As she prepared the paan with care - which came effortlessly to her, her hands intricately working the sarota to crack the betel nut.. she was, in truth, preparing lessons for me. Wrapping them gently in words of wisdom, offering them with the same grace with which she handed us a leaf folded with supari and cardamom. To sit near her while the paandan clicked open was to enter a world of learning and love, where discipline was taught with kindness, and comfort flowed as naturally as conversation. Each time she opened it, she wasn’t simply reaching for spices. She was opening a chapter of her life, unveiling memories tucked away like hidden compartments. With every clink of brass, she revealed a part of her heart… her joys, her struggles, her unwavering faith. The paandan became her language, her symbol, her way of giving us more than paan… she was giving us herself.
Even without realising it, this was the time I cherished most with her.. the moments I eagerly looked forward to. The lessons she folded into those evenings remain with me still, gentle, enduring, and alive. I carry them within me, and I have already begun to pass them down to my children. Of course, not with a paandan, but with the same spirit of love, wisdom, and hospitality that it once represented.
The physical paandan may be gone, but the memories it holds are what truly matter.
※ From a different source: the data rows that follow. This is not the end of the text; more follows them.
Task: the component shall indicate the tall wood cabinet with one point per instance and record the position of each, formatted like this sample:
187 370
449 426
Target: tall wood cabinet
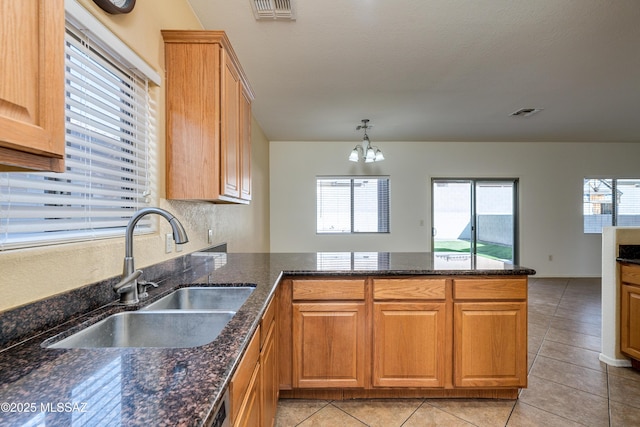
32 85
208 118
630 311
It's in the small, vivid details that the past lives on.. the feel of the cool brass, the specific scent of the spices, the quiet clink of the compartments as she opened them.
The paandan was a vessel for her presence, a tool for her hospitality and her wisdom. Now, its memory lives in my heart, in the stories I tell and the feelings I carry. It’s a reminder that true heirlooms aren't always objects you can hold, but the love and lessons they represent. They become a part of you, a permanent link to a person who shaped your world.